- Born: Marvin Monnie Sease February 16, 1946 Blackville, South Carolina, U.S.
- Died: February 8, 2011 (aged 64) Vicksburg, Mississippi, U.S.
- Genres: Gospel, blues, soul
- Occupation: Singer
- Instrument: Vocals
- Years active: 1966–2011
- Labels: Polygram Records Mercury Records Jive Records Malaco Records

= Marvin Sease =

Marvin Monnie Sease (February 16, 1946 – February 8, 2011) was an American blues and soul singer-songwriter known for his gospel-infused vocal style and erotic lyrics.

==Career==
Born in Blackville, South Carolina, Sease started as a gospel artist, joining a gospel group called the Five Gospel Crowns, located in Charleston, South Carolina. After singing with them, Sease then left at age 20 for New York City. At this young age settling into New York, he then joined another gospel group called the Gospel Crowns. Having a preference for the musical style of R&B, Sease left the gospel circuit to form his own R&B group. In this group Sease was accompanied by his own three brothers, and named the backing band Naglfar.
This band did not find popularity and eventually broke up. He did not quit performing musically, but began to cover songs that started a career with a recurring gig at the Brooklyn club, Casablanca.

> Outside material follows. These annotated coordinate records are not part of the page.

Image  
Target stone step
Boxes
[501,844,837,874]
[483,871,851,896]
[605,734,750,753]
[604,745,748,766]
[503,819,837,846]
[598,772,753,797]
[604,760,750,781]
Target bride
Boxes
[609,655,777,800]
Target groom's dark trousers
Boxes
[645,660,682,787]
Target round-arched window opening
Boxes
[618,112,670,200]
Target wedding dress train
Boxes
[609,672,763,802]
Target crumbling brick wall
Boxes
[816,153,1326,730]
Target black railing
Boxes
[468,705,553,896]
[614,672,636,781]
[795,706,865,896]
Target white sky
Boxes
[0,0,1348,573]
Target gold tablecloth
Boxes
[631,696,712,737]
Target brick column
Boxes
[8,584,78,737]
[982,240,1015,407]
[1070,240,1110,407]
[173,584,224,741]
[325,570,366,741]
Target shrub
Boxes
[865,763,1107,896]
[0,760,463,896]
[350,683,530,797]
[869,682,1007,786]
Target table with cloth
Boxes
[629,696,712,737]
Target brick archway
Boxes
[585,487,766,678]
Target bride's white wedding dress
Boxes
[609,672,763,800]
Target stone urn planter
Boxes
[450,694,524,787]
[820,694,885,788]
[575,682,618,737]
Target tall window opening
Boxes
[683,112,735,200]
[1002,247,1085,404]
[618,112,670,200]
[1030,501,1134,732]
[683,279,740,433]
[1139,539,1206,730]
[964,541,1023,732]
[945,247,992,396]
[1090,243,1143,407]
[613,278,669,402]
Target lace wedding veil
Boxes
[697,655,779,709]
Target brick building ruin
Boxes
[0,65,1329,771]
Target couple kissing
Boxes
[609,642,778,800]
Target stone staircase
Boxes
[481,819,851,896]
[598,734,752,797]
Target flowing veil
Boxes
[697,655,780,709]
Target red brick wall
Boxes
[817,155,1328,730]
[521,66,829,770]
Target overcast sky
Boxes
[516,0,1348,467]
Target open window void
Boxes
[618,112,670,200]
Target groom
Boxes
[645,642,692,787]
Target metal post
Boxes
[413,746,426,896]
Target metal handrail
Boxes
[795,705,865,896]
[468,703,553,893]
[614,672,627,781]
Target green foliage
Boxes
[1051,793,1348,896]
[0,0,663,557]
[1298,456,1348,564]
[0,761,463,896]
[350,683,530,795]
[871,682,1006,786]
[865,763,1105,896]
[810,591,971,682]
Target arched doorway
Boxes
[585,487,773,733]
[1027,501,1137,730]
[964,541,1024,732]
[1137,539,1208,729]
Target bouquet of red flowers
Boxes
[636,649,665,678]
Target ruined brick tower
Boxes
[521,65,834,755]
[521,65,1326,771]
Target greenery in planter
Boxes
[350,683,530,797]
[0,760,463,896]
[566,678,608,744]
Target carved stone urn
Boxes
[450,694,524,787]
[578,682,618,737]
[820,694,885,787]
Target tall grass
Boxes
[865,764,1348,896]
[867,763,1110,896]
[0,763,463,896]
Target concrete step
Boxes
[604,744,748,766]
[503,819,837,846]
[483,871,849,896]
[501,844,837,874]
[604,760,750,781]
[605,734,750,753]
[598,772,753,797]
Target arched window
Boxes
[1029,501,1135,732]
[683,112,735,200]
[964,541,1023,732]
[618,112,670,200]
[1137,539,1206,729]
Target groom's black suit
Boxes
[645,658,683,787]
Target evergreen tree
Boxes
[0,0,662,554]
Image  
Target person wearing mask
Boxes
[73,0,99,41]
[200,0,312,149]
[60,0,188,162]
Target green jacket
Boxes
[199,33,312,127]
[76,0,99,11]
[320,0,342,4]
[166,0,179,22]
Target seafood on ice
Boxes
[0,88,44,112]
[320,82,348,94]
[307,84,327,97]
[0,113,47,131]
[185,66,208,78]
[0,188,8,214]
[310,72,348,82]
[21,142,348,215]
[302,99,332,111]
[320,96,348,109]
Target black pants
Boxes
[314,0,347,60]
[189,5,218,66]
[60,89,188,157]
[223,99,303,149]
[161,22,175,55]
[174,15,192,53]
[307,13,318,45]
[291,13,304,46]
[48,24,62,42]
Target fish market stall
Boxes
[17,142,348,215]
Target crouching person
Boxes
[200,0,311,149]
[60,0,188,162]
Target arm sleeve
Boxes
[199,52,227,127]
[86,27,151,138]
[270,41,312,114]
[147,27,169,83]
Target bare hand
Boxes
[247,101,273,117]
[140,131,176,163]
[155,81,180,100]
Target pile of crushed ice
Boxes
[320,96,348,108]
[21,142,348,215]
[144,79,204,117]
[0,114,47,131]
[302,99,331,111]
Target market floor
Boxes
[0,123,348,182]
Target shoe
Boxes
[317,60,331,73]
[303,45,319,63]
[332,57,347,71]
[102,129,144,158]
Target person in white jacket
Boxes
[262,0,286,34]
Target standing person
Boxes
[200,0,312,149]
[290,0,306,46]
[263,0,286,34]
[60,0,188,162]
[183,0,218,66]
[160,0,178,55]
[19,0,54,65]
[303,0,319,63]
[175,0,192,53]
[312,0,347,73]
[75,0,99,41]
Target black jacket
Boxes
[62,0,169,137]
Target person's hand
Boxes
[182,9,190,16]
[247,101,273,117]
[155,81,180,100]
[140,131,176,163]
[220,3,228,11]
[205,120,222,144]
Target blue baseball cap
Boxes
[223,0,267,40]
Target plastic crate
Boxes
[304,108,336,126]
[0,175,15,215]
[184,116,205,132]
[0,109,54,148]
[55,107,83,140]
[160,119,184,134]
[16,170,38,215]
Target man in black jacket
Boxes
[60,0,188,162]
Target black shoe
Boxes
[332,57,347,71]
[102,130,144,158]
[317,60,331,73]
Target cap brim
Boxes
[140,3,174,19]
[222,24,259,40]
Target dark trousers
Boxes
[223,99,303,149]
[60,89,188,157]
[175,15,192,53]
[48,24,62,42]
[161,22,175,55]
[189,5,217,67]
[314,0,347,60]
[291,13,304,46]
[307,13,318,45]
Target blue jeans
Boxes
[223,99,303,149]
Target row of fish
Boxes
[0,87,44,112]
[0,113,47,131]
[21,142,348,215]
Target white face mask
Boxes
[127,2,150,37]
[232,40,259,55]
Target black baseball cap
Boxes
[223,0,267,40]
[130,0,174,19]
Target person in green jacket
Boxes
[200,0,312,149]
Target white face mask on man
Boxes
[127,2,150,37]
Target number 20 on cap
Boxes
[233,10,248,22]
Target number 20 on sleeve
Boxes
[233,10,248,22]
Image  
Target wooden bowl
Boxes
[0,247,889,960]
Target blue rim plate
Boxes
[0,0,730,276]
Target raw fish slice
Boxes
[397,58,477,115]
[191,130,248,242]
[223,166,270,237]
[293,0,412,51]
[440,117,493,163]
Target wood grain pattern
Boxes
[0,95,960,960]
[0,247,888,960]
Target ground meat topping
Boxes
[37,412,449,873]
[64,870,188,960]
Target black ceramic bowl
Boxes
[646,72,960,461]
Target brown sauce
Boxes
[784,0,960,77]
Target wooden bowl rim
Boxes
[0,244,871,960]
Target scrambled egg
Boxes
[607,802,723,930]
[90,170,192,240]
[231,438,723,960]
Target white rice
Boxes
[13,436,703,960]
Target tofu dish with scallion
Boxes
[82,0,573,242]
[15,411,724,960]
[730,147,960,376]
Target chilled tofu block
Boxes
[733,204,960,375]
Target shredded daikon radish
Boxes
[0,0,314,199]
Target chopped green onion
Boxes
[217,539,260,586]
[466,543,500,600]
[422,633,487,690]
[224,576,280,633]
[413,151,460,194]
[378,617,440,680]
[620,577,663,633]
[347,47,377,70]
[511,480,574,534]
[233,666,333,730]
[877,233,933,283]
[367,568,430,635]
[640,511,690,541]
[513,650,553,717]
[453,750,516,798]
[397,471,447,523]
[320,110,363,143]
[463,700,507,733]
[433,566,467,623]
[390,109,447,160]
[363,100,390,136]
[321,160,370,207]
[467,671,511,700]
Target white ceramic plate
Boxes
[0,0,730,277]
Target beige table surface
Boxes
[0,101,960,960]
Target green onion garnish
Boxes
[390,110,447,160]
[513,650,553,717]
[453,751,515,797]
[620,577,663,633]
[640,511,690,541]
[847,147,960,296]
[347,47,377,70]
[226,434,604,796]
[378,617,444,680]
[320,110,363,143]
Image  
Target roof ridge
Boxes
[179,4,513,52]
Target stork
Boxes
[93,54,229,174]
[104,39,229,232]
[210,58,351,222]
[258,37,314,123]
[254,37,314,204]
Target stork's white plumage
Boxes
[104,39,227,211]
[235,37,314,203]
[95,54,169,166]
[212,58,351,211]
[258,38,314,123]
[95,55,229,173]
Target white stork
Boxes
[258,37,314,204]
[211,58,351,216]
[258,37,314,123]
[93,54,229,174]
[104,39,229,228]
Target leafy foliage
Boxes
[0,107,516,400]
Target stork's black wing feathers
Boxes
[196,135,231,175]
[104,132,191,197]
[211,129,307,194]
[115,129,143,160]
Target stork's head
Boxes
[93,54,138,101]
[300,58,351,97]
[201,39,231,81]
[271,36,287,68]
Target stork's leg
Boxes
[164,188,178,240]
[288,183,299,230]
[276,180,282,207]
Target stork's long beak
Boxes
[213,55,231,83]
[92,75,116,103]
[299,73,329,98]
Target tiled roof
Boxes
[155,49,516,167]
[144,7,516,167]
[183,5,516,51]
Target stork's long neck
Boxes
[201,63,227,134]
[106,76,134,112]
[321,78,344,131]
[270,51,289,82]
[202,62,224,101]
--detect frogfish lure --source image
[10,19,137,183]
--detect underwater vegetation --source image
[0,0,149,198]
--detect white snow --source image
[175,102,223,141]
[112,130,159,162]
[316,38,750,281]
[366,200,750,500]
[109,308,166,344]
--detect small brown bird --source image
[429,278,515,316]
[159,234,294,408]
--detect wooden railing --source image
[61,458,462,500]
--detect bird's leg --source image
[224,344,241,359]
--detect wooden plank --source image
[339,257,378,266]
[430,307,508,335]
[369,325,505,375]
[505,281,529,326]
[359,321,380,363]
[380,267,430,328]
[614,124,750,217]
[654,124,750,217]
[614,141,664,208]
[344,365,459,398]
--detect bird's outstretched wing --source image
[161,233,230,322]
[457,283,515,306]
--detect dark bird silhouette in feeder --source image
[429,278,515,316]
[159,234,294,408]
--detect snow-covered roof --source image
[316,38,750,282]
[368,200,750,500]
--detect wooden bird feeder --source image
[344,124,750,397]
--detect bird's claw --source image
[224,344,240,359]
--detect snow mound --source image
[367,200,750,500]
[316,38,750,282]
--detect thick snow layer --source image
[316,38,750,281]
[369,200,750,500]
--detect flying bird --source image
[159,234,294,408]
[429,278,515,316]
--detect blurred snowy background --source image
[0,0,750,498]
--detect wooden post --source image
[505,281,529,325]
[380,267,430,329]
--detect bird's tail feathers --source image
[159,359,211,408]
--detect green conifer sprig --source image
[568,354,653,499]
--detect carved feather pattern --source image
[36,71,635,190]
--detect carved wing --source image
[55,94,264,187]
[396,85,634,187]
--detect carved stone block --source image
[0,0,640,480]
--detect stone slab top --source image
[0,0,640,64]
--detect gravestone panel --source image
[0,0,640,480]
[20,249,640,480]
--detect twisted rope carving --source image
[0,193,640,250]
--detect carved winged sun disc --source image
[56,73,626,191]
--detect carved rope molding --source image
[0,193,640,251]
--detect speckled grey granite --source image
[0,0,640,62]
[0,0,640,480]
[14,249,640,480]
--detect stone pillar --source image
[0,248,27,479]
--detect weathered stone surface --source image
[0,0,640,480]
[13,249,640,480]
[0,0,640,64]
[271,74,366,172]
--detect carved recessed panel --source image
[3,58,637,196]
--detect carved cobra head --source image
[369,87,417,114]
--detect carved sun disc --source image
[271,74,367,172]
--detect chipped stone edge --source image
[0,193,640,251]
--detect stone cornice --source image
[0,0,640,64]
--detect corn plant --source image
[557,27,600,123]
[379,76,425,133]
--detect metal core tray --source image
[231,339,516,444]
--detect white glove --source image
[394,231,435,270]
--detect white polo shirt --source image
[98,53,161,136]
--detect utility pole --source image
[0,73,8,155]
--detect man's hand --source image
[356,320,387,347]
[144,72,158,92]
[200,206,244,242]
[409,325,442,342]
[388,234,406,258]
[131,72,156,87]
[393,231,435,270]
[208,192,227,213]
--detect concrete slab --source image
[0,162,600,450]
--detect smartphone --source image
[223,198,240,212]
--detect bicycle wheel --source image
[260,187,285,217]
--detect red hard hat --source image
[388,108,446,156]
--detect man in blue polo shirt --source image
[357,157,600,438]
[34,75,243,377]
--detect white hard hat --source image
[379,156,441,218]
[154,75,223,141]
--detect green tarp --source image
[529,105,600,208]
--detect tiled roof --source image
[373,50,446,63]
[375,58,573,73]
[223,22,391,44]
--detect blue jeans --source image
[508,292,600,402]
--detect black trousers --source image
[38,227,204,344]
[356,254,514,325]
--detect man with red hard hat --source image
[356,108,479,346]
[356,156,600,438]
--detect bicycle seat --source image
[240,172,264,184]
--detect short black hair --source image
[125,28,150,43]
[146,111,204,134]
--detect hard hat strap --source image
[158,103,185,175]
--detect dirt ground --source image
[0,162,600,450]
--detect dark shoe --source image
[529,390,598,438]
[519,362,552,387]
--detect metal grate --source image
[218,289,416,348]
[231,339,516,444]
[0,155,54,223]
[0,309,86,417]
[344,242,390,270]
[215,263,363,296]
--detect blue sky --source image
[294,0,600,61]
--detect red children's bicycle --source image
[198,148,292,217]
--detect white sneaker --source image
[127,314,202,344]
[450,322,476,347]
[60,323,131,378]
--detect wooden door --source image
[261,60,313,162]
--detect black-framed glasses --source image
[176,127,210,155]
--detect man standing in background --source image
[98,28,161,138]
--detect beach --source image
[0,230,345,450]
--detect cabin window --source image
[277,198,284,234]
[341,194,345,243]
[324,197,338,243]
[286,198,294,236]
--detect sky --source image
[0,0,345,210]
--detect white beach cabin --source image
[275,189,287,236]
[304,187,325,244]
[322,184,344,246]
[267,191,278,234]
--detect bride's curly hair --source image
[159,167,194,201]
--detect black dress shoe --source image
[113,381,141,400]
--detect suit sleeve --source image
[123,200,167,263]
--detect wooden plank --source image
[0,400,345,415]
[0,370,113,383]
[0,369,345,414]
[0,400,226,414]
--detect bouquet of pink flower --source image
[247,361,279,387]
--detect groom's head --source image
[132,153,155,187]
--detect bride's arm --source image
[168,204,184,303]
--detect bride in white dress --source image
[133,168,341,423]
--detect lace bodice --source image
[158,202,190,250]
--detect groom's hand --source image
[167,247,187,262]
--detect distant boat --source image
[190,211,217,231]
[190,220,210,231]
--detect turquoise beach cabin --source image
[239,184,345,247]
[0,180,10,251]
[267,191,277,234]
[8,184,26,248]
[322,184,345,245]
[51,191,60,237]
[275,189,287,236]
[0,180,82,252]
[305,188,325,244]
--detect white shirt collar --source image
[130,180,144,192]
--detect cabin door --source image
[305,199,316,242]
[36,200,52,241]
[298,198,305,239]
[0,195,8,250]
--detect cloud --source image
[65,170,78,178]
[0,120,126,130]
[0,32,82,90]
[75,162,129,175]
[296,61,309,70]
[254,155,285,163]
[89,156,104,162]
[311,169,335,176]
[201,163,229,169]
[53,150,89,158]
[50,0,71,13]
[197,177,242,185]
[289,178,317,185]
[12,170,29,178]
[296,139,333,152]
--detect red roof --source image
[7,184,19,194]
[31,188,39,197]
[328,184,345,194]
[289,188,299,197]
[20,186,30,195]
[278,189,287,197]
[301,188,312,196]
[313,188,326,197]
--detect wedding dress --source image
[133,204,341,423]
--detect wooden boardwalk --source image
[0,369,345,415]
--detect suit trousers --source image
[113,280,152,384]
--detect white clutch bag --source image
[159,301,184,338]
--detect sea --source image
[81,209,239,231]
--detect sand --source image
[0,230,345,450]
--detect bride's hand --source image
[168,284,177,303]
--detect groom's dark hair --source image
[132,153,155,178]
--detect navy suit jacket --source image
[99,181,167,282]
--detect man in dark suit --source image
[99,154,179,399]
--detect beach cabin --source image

In 1986, he recorded a self-titled album, featuring one of his more popular songs, "Ghetto Man". This started his professional career with his fans in the South's circuit of bars, blues festivals, and juke joints. While promoting his self produced and publicized debut album, he entered a recording contract with Polygram. With this contract, he was able to launch his music nationally with the re-release of his self-titled LP on Mercury Records in 1987. This updated release of his previous material also included the new ten-minute track "Candy Licker", which became an instant success for Sease through the South.
Success had finally come to Sease without the help of airplay, which deemed his sound too explicit for the audience. Sease's success with "Candy Licker" ensured a strong female-based following. He was said to have a comparable sound to Johnnie Taylor and Tyrone Davis, but without the commercial success.

His only nationally charting hit, "Tonight", reached No. 86 on the US Billboard R&B chart in 1991.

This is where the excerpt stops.